Groundbreaking, Then Heart-Breaking
Pokèmon Go provided a good living to millions of animated characters who spread themselves throughout the US to entertain and delight children, and adults who were young at heart, as they played the breakthrough augmented reality game.
At first, the need for animated characters to work the long hours required to fill neighborhood after neighborhood across the country with exciting play was a bonanza for qualified Pokèmon:
“You could work as much as you wanted in those early days,” said Jigglypuff, who has been sleeping recently in the aqueducts of Los Angeles. ” I had a nice car, took vacations when I wanted. It was pretty easy money and best of all, it brought a lot of joy to the kids.”
The game, downloadable as an app on your smart phone, was eventually played by more than 230 million people.
But then, in 2017, the bottom fell out.
The novelty of the game started to wear off. “No one was playing anymore and they started cutting Pokèmon. First by the hundreds. Then the thousands,” said Jigglypuff.
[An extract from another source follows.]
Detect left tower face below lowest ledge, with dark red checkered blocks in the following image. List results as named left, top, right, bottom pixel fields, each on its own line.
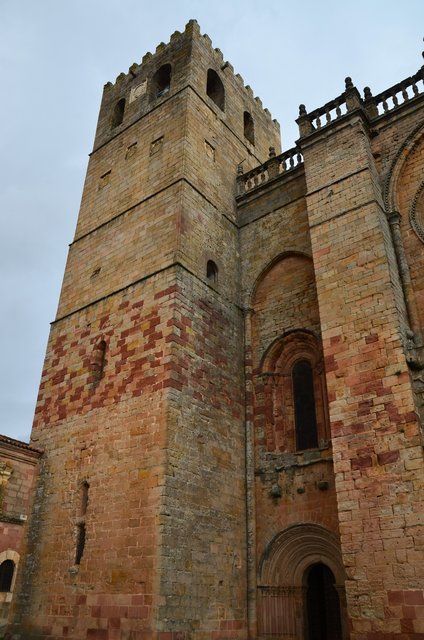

“You couldn’t get a job anywhere. I went from working double shifts, to every other day, and then next thing you know your contract would be up and you’d have to move on to the next town.”
Making Ends Meet In Video Arcades
For many Pokèmon, the transition from Pokèmon Go to other video games proved daunting.
“The typical Pokèmon character is very cute,” said Professor Sonny Wilbrandt, Chair of the Animation Department at The University of Santa Clarido, New Mexico. “But the proliferation of first person shooter games has made it hard for them to find work.”
“Lovable, animated creatures in primary colors are just not in demand in this era where most players want to unwind after work shooting zombies in the head with a 12-gage.”
Due to the lack of opportunity, Pokèmon Go characters have been forced to get by with odd jobs in pinball machines, vintage 1970s Atari consoles, and kid-themed restaurants.
“Used to be I wouldn’t set foot in a Chuck E. Cheese,” said Squirtle, one of the original 150 Pokèmon characters. “Now, I’d kill for a chance to work on one of their screens. It’s gotten to where I’ll take just about anything.”
Many people are unfortunately very familiar with the double-kidnapping and subsequent shootout with police involving KooblaTube, a minor Pokèmon character who wasn’t able to handle the stress of life on the streets.
“KooblaTube is a prime example of what can happen to an otherwise perfectly harmless animated character that is unable to cope when placed under extreme duress,” said Psychologist Manuel Sangrino.
Taking two people hostage after fleeing the scene of a stabbing in a Reno bar, the ex-Pokèmon character charged officers yelling that his arms were stronger than their guns, and was shot by police.
“The fall from popularity can be especially hard on vulnerable animated personalities,” said Dr, Sangrino. “And when you add drug abuse, easy access to weapons, and an unlocked car with the keys in the ignition, the outcome can be downright tragic.”
Heading Back To Japan?
For Jigglypuff, the long road has made him rethink his priorities.
“Like most of the characters, I’m originally from Japan and immigrated here for work when the game took off. It was a lot of fun back then – made a lot of friends, went to a lot of parties. But now, I’m thinking, maybe it’s time to leave.”
“Anime provides a decent living, and while it’s not as glamorous as working in America, at least you don’t have to worry about where your next meal is coming from. Besides, a lot of the same people who used to love us now talk about how foreigners are really messing up their country. They don’t say you’re part of the problem, but you get their drift.”
“Judging by the direction things are headed around here,” Jigglypuff said as he watched some people approaching from a nearby alley, “I think it’s about time for this Pokèmon to Go – back home.”